Deduplication Tasks (Post-Processing)
Explore this Page
- Overview
- Creating a Deduplication Pool (Post-Processing)
- Deleting a Deduplication Pool (Post-Processing)
- Setting the Deduplication Schedule (Post-Processing)
- Changing the Deduplication Pool Size (Post-Processing)
- Moving Storage Sources between Deduplicated and Non-Deduplicated Pools (Post-Processing)
- Automated Deduplication Tasks (Post-Processing)
Overview
This section describes the tasks used to create and manage post-processing deduplication pools in SANsymphony. It explains how to create and delete deduplication pools, configure deduplication schedules, change pool size, move storage sources between deduplicated and non-deduplicated pools, and manage automated deduplication tasks that maintain the pool.
Creating a Deduplication Pool (Post-Processing)
Deduplication pools can be created from an existing DataCore SANsymphony disk pool ("storage source pool") by running a wizard in the console. The storage source pool does not need to be dedicated, but can be used for other purposes. In addition to creating the pool, the wizard also creates tasks used to maintain the pool and sets a deduplication schedule that will run background optimization.
Deduplication pools are created with the same Storage Allocation Unit (SAU) size as the storage source pool.
- The Windows' Data Deduplication must be enabled from Server Manager > Server Roles > File and Storage Services > File and iSCSI Services > Data deduplication. (Refer to the Microsoft documentation for more information.)

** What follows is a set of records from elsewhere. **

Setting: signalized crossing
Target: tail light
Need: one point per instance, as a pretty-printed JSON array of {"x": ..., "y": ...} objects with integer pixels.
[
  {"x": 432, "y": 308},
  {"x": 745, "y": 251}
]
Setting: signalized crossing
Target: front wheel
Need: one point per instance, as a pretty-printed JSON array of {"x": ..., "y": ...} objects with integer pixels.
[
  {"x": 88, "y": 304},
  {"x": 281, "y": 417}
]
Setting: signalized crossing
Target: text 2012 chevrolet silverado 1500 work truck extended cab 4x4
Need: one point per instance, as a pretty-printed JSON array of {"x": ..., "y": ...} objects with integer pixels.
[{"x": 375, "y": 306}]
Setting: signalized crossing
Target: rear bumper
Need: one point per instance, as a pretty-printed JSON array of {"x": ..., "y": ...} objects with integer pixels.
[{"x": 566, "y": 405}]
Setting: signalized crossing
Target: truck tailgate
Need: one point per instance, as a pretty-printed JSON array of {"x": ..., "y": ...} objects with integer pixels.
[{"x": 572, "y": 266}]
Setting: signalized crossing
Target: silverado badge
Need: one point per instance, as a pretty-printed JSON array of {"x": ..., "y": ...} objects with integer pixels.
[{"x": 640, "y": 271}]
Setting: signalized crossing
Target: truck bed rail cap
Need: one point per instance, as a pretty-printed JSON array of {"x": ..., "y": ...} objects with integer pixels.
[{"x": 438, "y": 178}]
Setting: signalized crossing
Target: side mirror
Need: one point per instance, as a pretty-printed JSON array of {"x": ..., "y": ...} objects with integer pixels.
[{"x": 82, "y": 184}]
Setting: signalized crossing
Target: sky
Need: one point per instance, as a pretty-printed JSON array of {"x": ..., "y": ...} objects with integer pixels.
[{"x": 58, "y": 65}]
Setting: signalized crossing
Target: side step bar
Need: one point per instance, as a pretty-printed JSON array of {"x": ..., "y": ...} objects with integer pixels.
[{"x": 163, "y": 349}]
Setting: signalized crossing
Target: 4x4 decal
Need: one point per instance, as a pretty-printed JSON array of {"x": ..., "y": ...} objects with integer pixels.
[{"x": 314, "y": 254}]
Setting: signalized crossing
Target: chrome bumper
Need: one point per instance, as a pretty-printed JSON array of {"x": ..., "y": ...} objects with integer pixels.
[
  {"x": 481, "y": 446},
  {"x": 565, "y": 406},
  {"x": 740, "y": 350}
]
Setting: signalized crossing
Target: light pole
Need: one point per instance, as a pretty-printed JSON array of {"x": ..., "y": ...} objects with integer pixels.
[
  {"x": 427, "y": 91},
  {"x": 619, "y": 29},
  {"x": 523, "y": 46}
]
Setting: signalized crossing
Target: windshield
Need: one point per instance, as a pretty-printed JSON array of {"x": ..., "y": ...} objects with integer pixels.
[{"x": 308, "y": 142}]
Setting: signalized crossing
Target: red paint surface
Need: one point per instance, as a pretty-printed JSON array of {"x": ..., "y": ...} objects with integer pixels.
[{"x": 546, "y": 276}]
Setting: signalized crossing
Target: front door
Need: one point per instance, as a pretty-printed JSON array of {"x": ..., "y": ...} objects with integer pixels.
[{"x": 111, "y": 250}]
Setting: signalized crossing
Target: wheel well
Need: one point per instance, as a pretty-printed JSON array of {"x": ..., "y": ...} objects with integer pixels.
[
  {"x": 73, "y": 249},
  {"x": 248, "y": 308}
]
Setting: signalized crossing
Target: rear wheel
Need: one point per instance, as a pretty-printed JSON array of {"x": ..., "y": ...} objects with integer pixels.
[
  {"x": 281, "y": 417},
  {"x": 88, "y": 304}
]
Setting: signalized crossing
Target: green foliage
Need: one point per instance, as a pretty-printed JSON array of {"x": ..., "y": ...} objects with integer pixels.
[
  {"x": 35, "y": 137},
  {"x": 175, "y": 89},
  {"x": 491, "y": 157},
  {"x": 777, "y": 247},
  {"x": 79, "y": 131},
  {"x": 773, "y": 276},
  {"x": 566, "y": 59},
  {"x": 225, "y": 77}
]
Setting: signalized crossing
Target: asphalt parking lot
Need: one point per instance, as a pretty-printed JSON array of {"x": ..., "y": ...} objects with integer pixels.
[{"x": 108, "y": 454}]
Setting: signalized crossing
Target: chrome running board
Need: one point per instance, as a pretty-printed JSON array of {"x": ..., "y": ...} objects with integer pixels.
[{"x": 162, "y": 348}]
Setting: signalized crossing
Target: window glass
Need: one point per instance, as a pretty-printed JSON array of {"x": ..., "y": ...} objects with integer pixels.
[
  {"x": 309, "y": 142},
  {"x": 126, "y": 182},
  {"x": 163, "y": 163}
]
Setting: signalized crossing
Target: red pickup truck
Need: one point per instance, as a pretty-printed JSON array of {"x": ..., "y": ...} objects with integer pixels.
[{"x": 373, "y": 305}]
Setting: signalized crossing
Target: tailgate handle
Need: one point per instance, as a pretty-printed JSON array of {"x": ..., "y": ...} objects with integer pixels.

- A DataCore SANsymphony disk pool, referred to as the "storage source pool" is required to create a Deduplication pool in the DataCore Deduplication Console.
To create a deduplication pool:
In the DataCore Deduplication Console, click Create Deduplication Pool in the ribbon to open the wizard.
- Step 1: Create a deduplication pool:
- Select the DataCore Server on which the deduplication pool should be created.
- Enter the name of the deduplication pool to be created.
- Click Next to continue.
- Step 2: Select a Pool
- In the list, select the existing DataCore SANsymphony disk pool to be used as the storage source of the deduplication pool.
- Click Next to continue.
- Step 3: Specify the properties of the Deduplication Pool.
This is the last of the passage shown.